All dried forage samples (n = 1,008) were scanned over 400 to 2,498 nm at 2-nm intervals using an NIRSystems 6500 monochromator (Foss, Silver Spring, MD). For each spectrum, principal component analysis scores were calculated using WinISI III software (version 1.61, Infrasoft International LLC, Silver Spring, MD). Seventy-five samples were selected based on these scores, to form a calibration set (n = 60) and a validation set (n = 15) of samples for each forage species. The calibration set of timothy samples was subsequently combined with the corresponding set of alfalfa samples to form a new calibration set (n = 120). Validation sets from both these single species were also combined to form a new validation set (n = 30). The similarity among samples within the combined sample sets was analyzed with a 3-dimensional plot of the principal component scores and the Global H statistic (WinISI III software, version 1.61, Infrasoft International LLC). Although the 3-dimensional plot indicated a slight clustering of the 2 species, all but 5 samples had a Global H score of <3.0, indicating that alfalfa and timothy did not constitute 2 different clusters of data.

Chemical Analyses
Seventy-five samples of each species (timothy and alfalfa) selected for NIRS calibration and validation were analyzed for carbohydrate fractions by using wet chemistry procedures (Hall et al., 1999). Neutral detergent-soluble carbohydrates and all related constituents were analyzed in several steps: 1) whole forage samples were analyzed for DM, OM, CP, and crude fat (ether extract, EE); 2) whole forage samples were solubilized in an 80% (vol/vol) ethanol:water solution, and the ethanol-insoluble residues (EIR) were analyzed for OM (EIROM), CP (EIRCP), and starch, whereas the ethanol-soluble extracts (ESE) were analyzed for total 80% ethanol-soluble carbohydrates (TESC), which also represented sugars (monosaccharides and oligosaccharides); and 3) whole forage samples were solubilized in a neutral detergent solution, and the neutral detergent residues (NDR) were analyzed for OM (NDROM) and CP (NDRCP).

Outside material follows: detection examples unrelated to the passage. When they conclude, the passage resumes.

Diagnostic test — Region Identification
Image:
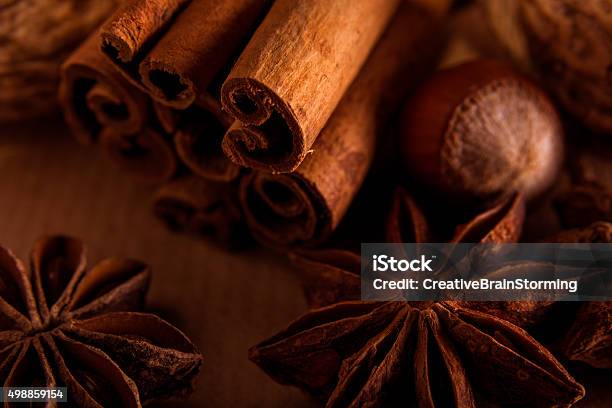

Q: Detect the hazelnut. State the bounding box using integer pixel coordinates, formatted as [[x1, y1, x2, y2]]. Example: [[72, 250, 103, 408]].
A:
[[399, 60, 563, 203]]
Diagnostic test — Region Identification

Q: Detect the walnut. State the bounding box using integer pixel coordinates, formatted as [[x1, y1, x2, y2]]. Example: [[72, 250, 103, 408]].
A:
[[0, 0, 118, 122]]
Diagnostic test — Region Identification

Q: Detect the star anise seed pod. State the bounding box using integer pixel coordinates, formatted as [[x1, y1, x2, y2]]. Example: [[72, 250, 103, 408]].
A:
[[249, 301, 584, 407], [0, 236, 202, 407]]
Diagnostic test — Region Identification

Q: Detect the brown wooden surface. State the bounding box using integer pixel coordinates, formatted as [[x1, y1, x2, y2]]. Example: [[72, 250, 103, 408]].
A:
[[0, 116, 612, 408], [0, 120, 312, 407]]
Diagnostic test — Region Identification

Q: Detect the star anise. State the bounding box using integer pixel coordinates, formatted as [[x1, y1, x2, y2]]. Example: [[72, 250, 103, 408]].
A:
[[266, 190, 584, 407], [290, 188, 552, 327], [0, 236, 202, 407], [249, 301, 584, 407], [556, 144, 612, 228]]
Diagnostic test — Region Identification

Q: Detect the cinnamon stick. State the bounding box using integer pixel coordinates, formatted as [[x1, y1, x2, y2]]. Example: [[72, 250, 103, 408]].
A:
[[59, 33, 149, 143], [153, 175, 249, 247], [99, 0, 191, 66], [221, 0, 400, 172], [139, 0, 271, 109], [100, 127, 178, 183], [239, 3, 441, 247], [174, 102, 240, 182]]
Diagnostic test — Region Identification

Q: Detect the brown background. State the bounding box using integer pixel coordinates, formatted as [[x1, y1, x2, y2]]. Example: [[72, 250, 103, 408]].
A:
[[0, 119, 612, 407]]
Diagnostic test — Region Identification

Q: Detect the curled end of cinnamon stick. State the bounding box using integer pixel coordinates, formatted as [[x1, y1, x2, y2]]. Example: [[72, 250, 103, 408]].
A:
[[174, 109, 240, 182], [221, 78, 306, 173], [100, 128, 177, 183], [139, 58, 196, 109], [59, 34, 148, 144], [239, 172, 331, 248]]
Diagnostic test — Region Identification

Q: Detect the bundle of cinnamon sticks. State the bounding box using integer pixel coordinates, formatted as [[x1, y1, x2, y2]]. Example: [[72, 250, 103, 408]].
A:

Dry matter was determined by drying forage samples at 105°C for 24 h. The OM was determined as the difference in sample weight before and after ashing at 200°C for 2 h and at 500°C for 4 h in a muffle furnace. Ether extract was determined using an Ankom XT Extractor (Ankom Technology Corp., Macedon, NY) in accordance with American Oil Chemists’ Society official procedure Am 5-04 (AOCS, 1998). The NDF concentration was determined according to the procedure of Goering and Van Soest (1970), using sodium sulfite, -amylase, and the Ankom Fiber Analyzer (Ankom Technology Corp., Fairport, NY). The NDR was kept and further analyzed for OM and total nitrogen concentration. The ESE and EIR were obtained according to Hall et al. (1999). The TESC concentration in the ESE was determined by the phenol-sulfuric acid method (Hall et al., 1999). The EIR remaining after extraction was washed twice with methanol and used for starch quantification as glucose equivalent by using the p-hydroxybenzoic acid hydrazide method of Blakeney and Mutton (1980) after gelatinization at 100°C and digestion for 90 min with amyloglucosidase (Sigma A7255, Sigma Chemical Co., St. Louis, MO). Subsamples of 0.1 g of whole forage samples, NDR, and EIR were mineralized by using a mixture of H₂SO₄ and H₂SeO₃ as described by Isaac and Johnson (1976), and then total nitrogen concentration of these extracts was measured (method 15-107-06-2-E, Lachat Instruments, 2008) on a Lachat QuikChem 8000 flow injection autoanalyzer (Zellweger Analytics, Lachat Instruments Division, Milwaukee, WI). Concentrations of CP were calculated as total nitrogen x 6.25. All constituents, except DM, were analyzed in duplicate for each sample.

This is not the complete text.